Beka idzie do świątyni rozprawić się z krasnoludami. Miał w zapasie zaklęcia Mimbian, nie są jednak one zbyt mocne. Beka wchodząc, oberwał toporem. Zauważył przed sobą tysiące krasnoludów. Lekko się zdziwił. Nawet nie lekko. Mocno. Wyjął zaklęcie Mimbian i wypowiadając je, zaczęły świstać w powietrzu fajerwerki. Korzystając z lekkiego zdezorientowania krasnoludów, zaczął je kosić. Jednak one obłaziły go ze wszystkich stron. Zaczęły rzucać w niego cegłami. Beka bez 2 zębów zaczął uciekać krasnoludom. Gdy któryś się zbliżył, od razu dostał mieczem, ale było ich strasznie dużo. Gdy nie mogly podejść do niego, zaczęly wyjmować zielone miecze i miotać plazmą. Beka uciekając zapuścił się w nieznaną jaskinię. Biegnąc, wszedł na ruchomą cegłę. Nagle ze wszystkich ścian zaczęły wyłazić krasnoludy.
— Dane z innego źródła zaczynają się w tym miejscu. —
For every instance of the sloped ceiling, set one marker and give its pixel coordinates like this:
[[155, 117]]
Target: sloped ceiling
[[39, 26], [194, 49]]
Beka bronił się, ale z coraz większym trudem, ponieważ 250 tysięcy krasnoludów walczyło, a drugie 250 tysięcy krasnoludów pozbawiałco Beki zębów cegłami.

(Teraz ty, Gorn)
Wasza stara
PostPosted: Mon 0:29, 05 Nov 2007    Post subject:

ok
Stalker
PostPosted: Mon 0:12, 05 Nov 2007    Post subject:

Dobrze wychodzę.
Wasza stara
PostPosted: Mon 0:11, 05 Nov 2007    Post subject:

jest bardzo dobra macie więcej wojska i przeważacie,ale wasze niejednorodność jednostek to błąd...Dzięki elfom Gorna jego orkom i innym "asom w rękawie" macie prawie po równe szanse.
Stalker
PostPosted: Mon 0:08, 05 Nov 2007    Post subject:

Witaj bogu wyspy możesz mi powiedzieć jak wygląda nasza sytuacja czyli cesarstwa i królestwa<podaje 1000sz>
Wasza stara
PostPosted: Tue 6:24, 30 Oct 2007    Post subject:

Zabij króla orków w wyspie orków.Dam ci mapę i jeszcze pomogę ci wyjść.Po czym wystrzelił promień błękitnego światła,który wywalił Bekę do królestwa,obok leżała mapa.
Beka Polska
PostPosted: Tue 6:17, 30 Oct 2007    Post subject:

O wielki Boże Wyspy, przynosze ci w darze, eh, te, eh, 1000 sztabek złota i w zamian proszę cię o odpowiedź na me pytanie: kogo mam zabić, by Gorn wrócił na ziemię?
Wasza stara
PostPosted: Tue 1:57, 30 Oct 2007    Post subject:

Niemożliwe to.Zesłany został taki jego los.A teraz nie zakłócaj mi spokoju.
i niebieskie światło wyrzuciło Bekę do królestwa.Obok niego leżała tablica:
ABY ON ŻYŁ ŻYĆ NIE MOŻE KRÓL najpotężniejszej wyspy
Beka Polska
PostPosted: Tue 1:55, 30 Oct 2007    Post subject:

<Beka wchodzi>

Boże wyspy, w ofierze przynoszę 1000 sztabek jednolitego, 20-karatowego złota, w zamian mam do ciebie prośbę - przywróć do życia naszego Króla Gorna
Wasza stara
PostPosted: Tue 0:25, 30 Oct 2007    Post subject:

Grozi ci mój topór-warknął ktoś z tyłu.
Był to wojownik cesarstwa i przystawiał topór do głowy Beki.Beka w ostatniej chwili uderzył go z głowy i uciekał.
Bóg się wściekł:zakłócacie porządek!gińcie!
I wody zalały podziemia,tylko Beka się uratował.